- CPU architecture and processor type
- Graphics Processing Units (GPUs)
- Scratch Space
The amount of time your job takes to run on the compute node(s) is represented by a runtime resource. The default amount of runtime for interactive batch and batch jobs is 12 hours. One can request a longer or shorter runtime by supplying the
-l h_rt=hh:mm:ss option to their batch jobs. Identifying the amount of time your code takes to run and tailoring your job workflow and runtime resource requests accordingly plays a key role in ensuring that your jobs have access to the greatest amount of SCC resources. For example, almost all of the Buy-In nodes in the SCC will only run shared batch jobs that request 12 hours or less of runtime. By identifying jobs that fit within this runtime window and asking for the appropriate runtime resource you may greatly increase the resources available for your batch job to run on.
The SCC contains varying types of Intel and AMD CPU architectures and models. The Technical Summary contains more details on the hardware that comprises each node in the cluster. Throughout our documentation we use the word processor to mean what computer hardware vendors call a processor core. The SGE batch system manpages also use the words job slot or simply slot to refer to the same concept. The number of processors that your job requires depends on how well your code can utilize multiple processors for its computations. Another reason for requesting multiple processors is to aid in the memory usage of your job that is being shared with other jobs on the same node. One can also reserve a specific CPU processor architecture and type for their job although in general this is not necessary. Details on how to reserve the number or processors using the
-pe option and type/model of processor can be found on the Submitting your Batch Job page.
There are two sets of nodes that incorporate GPUs and are available to SCC users. The first set includes 20 nodes (scc-ha1..scc-he2 and scc-ja1..scc-je2). Each of these nodes has 8 NVIDIA Tesla M2070 GPU cards with 6 GB of Memory. The second set includes 24 nodes (scc-e* and scc-f*) with 3 NVIDIA Tesla M2050 GPU cards on each node with 3 GB of Memory. The third set includes 2 nodes (scc-sc1 and scc-sc2) with 2 NVIDIA Tesla K40m GPU cards with 12 GB of Memory. The second and third sets of nodes are part of the SCF buy-in program, so access to these nodes is limited to general users, based on the needs of the groups who own them.
For more details about GPU computing on the SCC refer to GPU computing on the SCF
The SCC consists of three types of networking architecture. The majority of nodes utilize a 1 Gigabit network interface for communication with our shared filesystems and other machines. A smaller set of nodes utilize a 10 Gigabit interface for jobs that require faster network access. For batch jobs that can utilize multiple nodes using MPI (Message Passing Interface) we offer an additional faster Infiniband based network architecture to aid in inter-node communication. Our current Infiniband configurations supports 40Gbps (QDR) and 56Gbps (FDR) speeds.
Memory options to the batch system are only enforced when the job is dispatched to the node. Once the job has been dispatched, the batch system cannot enforce any limits to the amount of memory the job uses on the node. Therefore each user is expected to follow “fair share” guidelines when submitting jobs to the cluster.

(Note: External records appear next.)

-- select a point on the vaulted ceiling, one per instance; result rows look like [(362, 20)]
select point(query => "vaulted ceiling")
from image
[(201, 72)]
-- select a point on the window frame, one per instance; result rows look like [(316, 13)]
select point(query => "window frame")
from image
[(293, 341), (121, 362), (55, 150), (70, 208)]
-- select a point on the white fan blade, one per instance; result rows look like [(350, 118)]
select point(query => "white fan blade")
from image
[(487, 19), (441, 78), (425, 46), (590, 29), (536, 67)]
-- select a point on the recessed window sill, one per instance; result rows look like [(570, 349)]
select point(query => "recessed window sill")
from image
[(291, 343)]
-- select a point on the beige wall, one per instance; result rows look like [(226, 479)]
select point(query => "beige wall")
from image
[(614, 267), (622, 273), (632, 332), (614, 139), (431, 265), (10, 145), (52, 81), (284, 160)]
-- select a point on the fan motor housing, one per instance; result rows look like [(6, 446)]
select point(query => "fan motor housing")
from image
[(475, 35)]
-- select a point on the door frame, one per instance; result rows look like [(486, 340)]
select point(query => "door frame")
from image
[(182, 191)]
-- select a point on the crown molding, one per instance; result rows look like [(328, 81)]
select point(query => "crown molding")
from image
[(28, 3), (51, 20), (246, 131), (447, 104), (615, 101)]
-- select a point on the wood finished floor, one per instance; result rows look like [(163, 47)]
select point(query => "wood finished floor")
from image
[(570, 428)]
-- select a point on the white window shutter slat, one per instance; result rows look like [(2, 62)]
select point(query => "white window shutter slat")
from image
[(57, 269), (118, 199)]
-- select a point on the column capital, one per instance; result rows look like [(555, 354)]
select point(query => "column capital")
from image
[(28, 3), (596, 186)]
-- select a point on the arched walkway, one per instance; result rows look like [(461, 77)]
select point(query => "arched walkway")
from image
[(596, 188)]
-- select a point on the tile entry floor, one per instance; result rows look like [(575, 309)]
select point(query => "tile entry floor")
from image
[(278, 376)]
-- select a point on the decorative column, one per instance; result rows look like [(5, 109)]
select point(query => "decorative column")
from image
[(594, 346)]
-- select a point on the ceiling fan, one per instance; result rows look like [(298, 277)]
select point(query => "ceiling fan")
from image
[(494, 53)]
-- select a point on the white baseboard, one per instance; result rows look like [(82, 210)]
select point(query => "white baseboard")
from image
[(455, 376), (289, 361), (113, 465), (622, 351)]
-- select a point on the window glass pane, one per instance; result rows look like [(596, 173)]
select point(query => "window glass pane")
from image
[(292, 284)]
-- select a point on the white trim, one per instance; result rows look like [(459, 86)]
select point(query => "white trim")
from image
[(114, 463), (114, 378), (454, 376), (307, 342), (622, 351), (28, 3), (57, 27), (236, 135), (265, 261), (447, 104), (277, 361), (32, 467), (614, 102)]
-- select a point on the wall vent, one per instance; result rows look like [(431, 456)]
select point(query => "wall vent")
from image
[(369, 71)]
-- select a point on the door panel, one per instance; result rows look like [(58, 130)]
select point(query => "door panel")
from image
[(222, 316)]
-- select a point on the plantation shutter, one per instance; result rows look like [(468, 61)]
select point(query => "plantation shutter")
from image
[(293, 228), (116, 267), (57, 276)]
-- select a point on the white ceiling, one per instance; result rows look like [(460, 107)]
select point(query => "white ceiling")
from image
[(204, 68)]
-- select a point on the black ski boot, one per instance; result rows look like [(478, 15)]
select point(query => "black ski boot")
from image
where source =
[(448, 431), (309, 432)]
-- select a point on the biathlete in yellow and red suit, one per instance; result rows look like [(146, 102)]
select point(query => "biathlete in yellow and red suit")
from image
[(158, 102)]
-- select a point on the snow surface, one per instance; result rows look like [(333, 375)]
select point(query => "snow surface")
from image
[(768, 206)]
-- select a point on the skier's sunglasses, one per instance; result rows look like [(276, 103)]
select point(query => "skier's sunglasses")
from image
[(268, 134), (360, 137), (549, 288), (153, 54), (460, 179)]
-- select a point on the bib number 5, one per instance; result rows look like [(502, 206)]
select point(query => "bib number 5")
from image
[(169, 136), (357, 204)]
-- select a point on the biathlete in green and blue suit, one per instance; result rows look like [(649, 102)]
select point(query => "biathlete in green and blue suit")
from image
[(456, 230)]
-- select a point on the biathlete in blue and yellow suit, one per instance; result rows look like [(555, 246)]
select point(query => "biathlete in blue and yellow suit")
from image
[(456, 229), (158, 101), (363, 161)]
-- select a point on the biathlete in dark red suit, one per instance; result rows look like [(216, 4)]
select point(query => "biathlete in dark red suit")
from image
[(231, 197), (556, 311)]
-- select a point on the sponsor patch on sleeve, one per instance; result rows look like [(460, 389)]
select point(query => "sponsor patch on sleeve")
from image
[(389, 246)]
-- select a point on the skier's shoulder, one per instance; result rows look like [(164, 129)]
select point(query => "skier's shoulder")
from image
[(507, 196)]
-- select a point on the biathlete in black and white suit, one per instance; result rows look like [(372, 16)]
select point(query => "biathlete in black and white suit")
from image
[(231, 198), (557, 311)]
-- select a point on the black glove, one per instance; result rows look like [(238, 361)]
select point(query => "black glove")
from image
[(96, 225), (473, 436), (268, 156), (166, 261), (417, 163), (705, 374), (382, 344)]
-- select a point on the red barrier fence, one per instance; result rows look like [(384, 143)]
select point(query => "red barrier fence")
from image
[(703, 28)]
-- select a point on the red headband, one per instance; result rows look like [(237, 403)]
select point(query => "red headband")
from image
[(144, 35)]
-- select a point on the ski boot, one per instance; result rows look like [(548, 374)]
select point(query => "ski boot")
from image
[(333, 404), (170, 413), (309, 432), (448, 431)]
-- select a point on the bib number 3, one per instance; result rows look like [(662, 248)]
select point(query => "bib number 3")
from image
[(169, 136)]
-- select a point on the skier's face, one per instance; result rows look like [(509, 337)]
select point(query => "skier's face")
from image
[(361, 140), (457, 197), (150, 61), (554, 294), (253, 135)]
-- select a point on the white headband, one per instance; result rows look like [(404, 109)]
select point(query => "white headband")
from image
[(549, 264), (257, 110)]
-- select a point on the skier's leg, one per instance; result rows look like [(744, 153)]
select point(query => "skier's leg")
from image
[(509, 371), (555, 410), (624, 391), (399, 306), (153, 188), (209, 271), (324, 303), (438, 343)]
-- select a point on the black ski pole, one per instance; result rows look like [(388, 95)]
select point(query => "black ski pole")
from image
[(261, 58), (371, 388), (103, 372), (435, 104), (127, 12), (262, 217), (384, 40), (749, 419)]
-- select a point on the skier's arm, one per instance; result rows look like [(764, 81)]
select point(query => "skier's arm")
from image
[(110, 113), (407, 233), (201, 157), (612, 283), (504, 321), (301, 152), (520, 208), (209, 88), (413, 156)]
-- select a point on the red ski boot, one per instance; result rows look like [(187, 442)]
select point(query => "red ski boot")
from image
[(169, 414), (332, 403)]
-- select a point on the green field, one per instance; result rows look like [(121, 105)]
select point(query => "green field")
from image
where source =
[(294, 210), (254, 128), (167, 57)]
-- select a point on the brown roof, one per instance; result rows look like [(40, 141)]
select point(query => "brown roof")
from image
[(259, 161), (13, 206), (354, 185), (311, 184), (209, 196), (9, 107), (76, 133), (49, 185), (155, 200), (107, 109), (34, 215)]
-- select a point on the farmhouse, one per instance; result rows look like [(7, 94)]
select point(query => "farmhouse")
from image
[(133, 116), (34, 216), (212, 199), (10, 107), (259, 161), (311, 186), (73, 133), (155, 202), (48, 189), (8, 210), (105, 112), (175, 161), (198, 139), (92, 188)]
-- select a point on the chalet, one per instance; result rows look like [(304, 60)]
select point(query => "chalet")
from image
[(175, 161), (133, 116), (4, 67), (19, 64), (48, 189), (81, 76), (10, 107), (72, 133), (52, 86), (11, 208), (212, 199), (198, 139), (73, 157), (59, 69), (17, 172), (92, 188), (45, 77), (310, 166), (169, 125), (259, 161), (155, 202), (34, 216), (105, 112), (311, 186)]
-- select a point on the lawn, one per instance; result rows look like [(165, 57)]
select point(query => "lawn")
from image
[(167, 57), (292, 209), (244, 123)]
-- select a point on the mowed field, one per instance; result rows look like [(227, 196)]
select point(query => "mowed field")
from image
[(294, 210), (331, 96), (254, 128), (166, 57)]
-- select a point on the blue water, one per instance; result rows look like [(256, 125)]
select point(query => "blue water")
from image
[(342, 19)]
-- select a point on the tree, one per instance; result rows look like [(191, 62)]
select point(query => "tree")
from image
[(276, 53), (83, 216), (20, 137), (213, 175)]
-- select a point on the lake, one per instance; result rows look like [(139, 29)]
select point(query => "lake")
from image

The memory on each node on the SCC is shared by all the jobs running on that node. Therefore a single-processor job should not use more than the amount of memory available per core (Memorytotal/Ncores where Memorytotal is the total memory on the node and Ncores is the number of cores.) For example on the nodes with 48GB of memory and 12 cores, if the node is fully utilized, a single-processor job is expected to use no more than 4GB of memory. See the Technical Summary for the list of nodes and the memory available on each of them.
If your job requires more memory, you can request the nodes with 96, 128, or 256 Gigabytes; users affiliated with Medical Campus projects can also request a node with 512GB. You can also request more slots to reserve a larger amount of memory. For example, if the job needs 50GB of memory, it can ask for a whole node with at least 96 GB of memory using the options
-l mem_total=94G -pe omp 16 or it can reserve a node with 256GB of memory and ask for 4 slots:
-l mem_total=254G -pe omp 4
There is a local scratch directory on each of the SCC nodes. This can be used as an additional (temporary) storage area. The files stored in the scratch directories are not backed up and will be deleted by the system after 31 day. To access a node’s local scratch space, simply refer to
/scratch. You can access a specific scratch space from any other node on the system by specifying its full network path:
xx is a two-letter string such as
# is generally a single-digit number (see the Technical Summary for the full list of node names):
scc% cd /net/scc-fc3/scratch
While the job is running, reading and writing to Project Disk Space is slower than to local storage, so you might want to consider saving intermediate results on a storage local to the compute node. When the job is dispatched, a local temporary directory is created and its path is stored in the environment variable
$TMPDIR. However, any data written to the
$TMPDIR directory will be automatically deleted after the job is finished. The application can also create its own sub-directory in the scratch space and use this for temporary storage. This directory can be accessed for up to 31 day, though users are encouraged to remove any files created in the scratch space when they are no longer needed, so as to free up resources for other users.